そこまで考えて、いや違う、と頭を振った。そうだよ、そもそもセフィをどのタイミングで操るんだ。ここに来たセフィを操ったのか、操ってセフィをここに連れてきたのかで大分意味合いが違ってくる。そもそもスライムの調査の場所はこの村なんだから、後者だった場合被害が拡大しているわけで。
「シトリー」
「ど、どうしたのぉ……?」
「俺じゃもう分からん。眼の前のセフィとコイナは、本物か?」
「え? っと……」
「もー、こーゆーときは」
ダッとスロウが駆け出した。急なそれに虚を突かれたセフィに向かって、スロウは思い切り拳を振り上げる。がっつりと殴られたセフィは、そのままもんどりうって転がった。その隣では何が起きたのかと目を見開いているコイナが。
「どーです?」
「何がどうなんだよ!?」
「少なくともまともなセフィちゃん先輩じゃないのは確かですよ」
「へ? ああ、確かにそうだな」
レアの学院全体魅了事件でもセフィの強さは変わらなかった。だから、本来ならばスロウのパンチを食らうこと自体がありえない。となると、完全に操られているか、完全な偽物かのどちらか。
いや、普通はこういうのってもっと理論とかで正体を見抜くもんじゃないのかよ。何で暴力で解決した。
そんなツッコミを入れつつ、じゃあコイナの方は、と視線を向けると、ゆらりと不自然な動きをしているのに気が付いた。良く見ると、肌がどことなくしっとりと粘性に塗れている。
「いきなりなにをするのですか、スロウさん」
そうしてゆっくりと起き上がったセフィも、同じように体がねっとりとしていた。殴られた部分がどろりと溶け、うねうねと揺れながら再生していく。そうして普段通りの美少女の顔に戻ったセフィ――セフィの形をしたスライムは、コイナの形をしたスライムとおなじようにゆらりと揺れて一歩足を踏み出した。
「これが、調査対象のスライム?」
罠を張るのに人に擬態する。それ自体は他のモンスターにも見られる傾向だが、スライムがそういった状態になるという話は聞かない。成程、だから中級冒険者はここで消息を。

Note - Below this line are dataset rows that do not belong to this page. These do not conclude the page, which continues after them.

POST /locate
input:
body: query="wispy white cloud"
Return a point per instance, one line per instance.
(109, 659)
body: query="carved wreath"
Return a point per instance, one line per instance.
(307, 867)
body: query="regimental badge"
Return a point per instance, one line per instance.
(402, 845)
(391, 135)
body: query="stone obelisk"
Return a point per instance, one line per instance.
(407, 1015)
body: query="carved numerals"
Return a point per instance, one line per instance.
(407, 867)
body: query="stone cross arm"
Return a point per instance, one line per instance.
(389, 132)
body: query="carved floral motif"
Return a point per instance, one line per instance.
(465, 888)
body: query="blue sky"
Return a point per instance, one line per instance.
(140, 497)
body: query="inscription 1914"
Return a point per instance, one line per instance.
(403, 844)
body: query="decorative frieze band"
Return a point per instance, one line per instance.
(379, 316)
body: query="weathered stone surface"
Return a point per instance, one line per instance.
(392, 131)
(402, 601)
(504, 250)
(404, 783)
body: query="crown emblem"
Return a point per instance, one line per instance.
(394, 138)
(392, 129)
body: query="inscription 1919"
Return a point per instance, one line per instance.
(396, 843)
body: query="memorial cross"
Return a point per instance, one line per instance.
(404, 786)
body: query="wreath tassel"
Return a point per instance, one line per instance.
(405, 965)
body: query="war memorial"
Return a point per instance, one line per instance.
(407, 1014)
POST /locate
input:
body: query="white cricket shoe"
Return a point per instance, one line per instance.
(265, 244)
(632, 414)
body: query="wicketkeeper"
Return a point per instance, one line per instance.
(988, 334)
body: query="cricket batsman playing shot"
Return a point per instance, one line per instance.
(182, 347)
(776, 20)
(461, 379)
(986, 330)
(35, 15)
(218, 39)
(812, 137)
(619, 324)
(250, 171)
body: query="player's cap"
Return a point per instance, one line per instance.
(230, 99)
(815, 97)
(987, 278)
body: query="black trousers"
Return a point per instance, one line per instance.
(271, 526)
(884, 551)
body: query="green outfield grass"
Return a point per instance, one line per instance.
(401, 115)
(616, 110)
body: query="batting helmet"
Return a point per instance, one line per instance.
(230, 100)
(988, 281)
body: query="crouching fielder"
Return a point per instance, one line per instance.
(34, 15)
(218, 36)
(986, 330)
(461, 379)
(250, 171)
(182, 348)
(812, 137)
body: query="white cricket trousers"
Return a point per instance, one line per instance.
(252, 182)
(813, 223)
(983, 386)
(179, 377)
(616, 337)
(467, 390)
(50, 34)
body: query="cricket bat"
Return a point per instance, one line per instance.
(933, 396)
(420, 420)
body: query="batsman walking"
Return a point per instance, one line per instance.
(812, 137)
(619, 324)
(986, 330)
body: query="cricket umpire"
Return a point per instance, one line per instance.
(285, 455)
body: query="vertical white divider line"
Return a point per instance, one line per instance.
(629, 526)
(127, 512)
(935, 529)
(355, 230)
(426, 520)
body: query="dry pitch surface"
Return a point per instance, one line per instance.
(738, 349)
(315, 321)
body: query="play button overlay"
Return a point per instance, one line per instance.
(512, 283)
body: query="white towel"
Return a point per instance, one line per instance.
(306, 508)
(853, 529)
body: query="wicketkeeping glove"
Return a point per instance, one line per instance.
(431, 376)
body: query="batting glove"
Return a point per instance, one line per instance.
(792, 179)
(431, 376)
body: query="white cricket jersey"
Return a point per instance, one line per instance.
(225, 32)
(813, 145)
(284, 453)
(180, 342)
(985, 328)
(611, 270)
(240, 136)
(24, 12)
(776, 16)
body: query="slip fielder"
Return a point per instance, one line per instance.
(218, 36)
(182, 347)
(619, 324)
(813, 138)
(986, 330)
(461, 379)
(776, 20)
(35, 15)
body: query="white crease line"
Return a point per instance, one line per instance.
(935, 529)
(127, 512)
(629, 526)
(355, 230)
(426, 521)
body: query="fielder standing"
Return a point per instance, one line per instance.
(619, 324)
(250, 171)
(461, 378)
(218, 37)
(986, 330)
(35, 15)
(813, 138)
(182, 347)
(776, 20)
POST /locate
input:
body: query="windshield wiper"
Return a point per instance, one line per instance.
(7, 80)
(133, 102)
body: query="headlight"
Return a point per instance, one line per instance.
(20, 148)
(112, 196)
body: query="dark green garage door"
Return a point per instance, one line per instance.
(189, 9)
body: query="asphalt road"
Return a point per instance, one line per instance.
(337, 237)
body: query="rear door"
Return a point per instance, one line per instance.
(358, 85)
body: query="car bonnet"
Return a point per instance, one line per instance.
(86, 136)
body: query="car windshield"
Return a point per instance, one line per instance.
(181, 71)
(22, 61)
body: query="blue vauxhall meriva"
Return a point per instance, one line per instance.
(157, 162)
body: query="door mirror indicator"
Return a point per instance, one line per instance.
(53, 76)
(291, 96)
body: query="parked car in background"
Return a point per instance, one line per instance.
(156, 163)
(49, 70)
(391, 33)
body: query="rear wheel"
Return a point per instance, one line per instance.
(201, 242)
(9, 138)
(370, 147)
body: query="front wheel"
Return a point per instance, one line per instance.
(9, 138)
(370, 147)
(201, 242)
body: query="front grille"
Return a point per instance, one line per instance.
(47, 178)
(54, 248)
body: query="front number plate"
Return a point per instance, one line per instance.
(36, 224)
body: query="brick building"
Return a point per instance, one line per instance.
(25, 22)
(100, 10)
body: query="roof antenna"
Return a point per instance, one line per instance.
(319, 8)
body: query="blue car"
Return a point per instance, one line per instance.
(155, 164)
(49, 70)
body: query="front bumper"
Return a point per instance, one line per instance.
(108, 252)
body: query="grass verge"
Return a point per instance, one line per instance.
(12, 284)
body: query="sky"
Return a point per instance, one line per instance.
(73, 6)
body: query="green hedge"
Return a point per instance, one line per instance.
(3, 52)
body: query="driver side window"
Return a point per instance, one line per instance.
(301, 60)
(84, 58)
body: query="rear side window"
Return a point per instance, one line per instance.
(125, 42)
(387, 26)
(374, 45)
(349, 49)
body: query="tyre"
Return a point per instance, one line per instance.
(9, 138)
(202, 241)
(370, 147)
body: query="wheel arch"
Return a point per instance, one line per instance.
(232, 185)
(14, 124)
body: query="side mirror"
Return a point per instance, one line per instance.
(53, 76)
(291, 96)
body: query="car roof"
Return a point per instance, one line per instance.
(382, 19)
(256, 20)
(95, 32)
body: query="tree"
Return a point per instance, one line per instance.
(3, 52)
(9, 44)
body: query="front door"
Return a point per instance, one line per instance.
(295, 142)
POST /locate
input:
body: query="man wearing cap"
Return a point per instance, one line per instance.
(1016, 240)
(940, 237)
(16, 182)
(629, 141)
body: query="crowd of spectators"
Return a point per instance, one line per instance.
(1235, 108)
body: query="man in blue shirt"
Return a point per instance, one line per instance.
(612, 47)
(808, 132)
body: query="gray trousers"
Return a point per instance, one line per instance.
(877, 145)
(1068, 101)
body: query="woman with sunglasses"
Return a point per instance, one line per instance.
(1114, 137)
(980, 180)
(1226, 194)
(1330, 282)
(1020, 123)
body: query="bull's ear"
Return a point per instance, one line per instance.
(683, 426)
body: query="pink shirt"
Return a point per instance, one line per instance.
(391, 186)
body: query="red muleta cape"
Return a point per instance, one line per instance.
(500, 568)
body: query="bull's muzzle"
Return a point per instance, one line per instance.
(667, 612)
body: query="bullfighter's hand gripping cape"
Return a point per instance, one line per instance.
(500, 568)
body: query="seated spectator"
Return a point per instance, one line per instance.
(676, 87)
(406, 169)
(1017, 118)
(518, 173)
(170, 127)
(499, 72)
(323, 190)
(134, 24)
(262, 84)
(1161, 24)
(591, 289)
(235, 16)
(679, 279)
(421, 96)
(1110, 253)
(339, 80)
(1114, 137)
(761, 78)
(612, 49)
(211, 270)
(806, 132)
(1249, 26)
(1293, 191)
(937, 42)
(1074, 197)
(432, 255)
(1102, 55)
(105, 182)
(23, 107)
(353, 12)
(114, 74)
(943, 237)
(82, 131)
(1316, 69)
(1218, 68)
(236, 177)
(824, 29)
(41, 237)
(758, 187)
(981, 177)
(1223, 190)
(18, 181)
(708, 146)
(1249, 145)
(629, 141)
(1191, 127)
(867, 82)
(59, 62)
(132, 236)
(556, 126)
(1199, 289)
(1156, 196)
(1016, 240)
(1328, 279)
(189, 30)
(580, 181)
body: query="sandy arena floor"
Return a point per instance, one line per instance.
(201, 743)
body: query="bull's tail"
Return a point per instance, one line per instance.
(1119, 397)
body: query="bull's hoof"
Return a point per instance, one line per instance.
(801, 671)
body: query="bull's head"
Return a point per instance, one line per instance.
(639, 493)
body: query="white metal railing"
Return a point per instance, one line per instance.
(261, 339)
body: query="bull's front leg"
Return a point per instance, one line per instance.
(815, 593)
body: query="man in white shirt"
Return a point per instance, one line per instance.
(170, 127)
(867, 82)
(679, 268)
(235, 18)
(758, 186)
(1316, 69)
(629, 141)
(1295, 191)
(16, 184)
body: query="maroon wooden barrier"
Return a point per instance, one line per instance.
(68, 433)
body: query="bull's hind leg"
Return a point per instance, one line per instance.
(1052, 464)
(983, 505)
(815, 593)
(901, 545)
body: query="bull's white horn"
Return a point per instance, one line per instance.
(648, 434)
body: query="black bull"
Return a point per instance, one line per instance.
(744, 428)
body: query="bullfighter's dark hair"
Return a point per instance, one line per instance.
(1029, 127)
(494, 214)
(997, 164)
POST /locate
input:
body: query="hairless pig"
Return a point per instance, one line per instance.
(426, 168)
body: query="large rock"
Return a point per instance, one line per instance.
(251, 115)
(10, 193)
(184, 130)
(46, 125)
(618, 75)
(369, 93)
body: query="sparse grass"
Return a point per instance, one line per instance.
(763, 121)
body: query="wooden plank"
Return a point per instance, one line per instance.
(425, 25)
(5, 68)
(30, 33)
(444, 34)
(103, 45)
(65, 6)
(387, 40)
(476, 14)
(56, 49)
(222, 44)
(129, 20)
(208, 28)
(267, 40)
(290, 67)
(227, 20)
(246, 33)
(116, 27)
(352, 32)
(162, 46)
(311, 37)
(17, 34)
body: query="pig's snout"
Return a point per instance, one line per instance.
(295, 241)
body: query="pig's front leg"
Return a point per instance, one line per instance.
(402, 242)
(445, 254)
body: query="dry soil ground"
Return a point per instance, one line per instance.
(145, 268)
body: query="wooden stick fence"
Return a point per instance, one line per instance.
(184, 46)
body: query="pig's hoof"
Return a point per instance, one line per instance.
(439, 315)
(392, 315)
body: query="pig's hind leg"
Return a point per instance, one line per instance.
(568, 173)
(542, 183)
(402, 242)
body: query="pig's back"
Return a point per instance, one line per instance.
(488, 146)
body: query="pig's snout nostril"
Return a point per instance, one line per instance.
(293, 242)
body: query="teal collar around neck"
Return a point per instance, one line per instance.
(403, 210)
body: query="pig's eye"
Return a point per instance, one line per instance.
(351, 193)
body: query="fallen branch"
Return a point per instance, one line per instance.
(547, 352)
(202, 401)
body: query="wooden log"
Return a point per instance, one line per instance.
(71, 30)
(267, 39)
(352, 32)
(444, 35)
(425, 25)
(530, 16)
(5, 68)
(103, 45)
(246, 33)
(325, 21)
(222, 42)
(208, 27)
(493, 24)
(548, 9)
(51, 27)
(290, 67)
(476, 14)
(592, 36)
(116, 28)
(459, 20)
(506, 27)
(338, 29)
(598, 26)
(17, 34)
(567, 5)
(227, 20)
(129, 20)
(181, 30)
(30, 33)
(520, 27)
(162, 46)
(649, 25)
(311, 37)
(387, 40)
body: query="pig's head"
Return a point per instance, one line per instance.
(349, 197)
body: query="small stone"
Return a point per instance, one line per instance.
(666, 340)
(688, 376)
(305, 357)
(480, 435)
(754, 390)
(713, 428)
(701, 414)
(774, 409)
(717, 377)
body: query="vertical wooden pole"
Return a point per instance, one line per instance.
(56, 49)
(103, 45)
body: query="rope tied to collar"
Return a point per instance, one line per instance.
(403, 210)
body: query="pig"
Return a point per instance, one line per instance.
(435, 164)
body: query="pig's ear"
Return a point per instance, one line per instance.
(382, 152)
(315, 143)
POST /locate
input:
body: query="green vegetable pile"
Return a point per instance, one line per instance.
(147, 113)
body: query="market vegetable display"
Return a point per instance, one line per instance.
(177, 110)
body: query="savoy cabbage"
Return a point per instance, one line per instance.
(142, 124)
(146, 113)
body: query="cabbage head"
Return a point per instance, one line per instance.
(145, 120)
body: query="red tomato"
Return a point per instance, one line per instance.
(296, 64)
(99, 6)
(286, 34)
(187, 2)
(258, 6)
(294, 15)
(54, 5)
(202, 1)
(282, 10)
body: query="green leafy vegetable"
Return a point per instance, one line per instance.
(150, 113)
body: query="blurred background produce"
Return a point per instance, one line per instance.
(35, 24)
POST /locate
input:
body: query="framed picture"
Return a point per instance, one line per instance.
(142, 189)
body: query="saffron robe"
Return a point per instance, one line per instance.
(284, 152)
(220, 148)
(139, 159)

いや、待て。じゃあここにいるっていう消息を絶った冒険者は何なんだ? それを教えてくれた村人は?
「そいつらがこいつなんじゃないんですか?」
「村に紛れ込んで、次の獲物を待ってたってことね」
「かも、しれないよぉ……」
どのみちとりあえずやることはこの偽物のセフィとコイナを倒すことだ。本人達とは似ても似つかない動きをするそれを見ながら、俺達は武器を構え一直線に間合いを詰めた。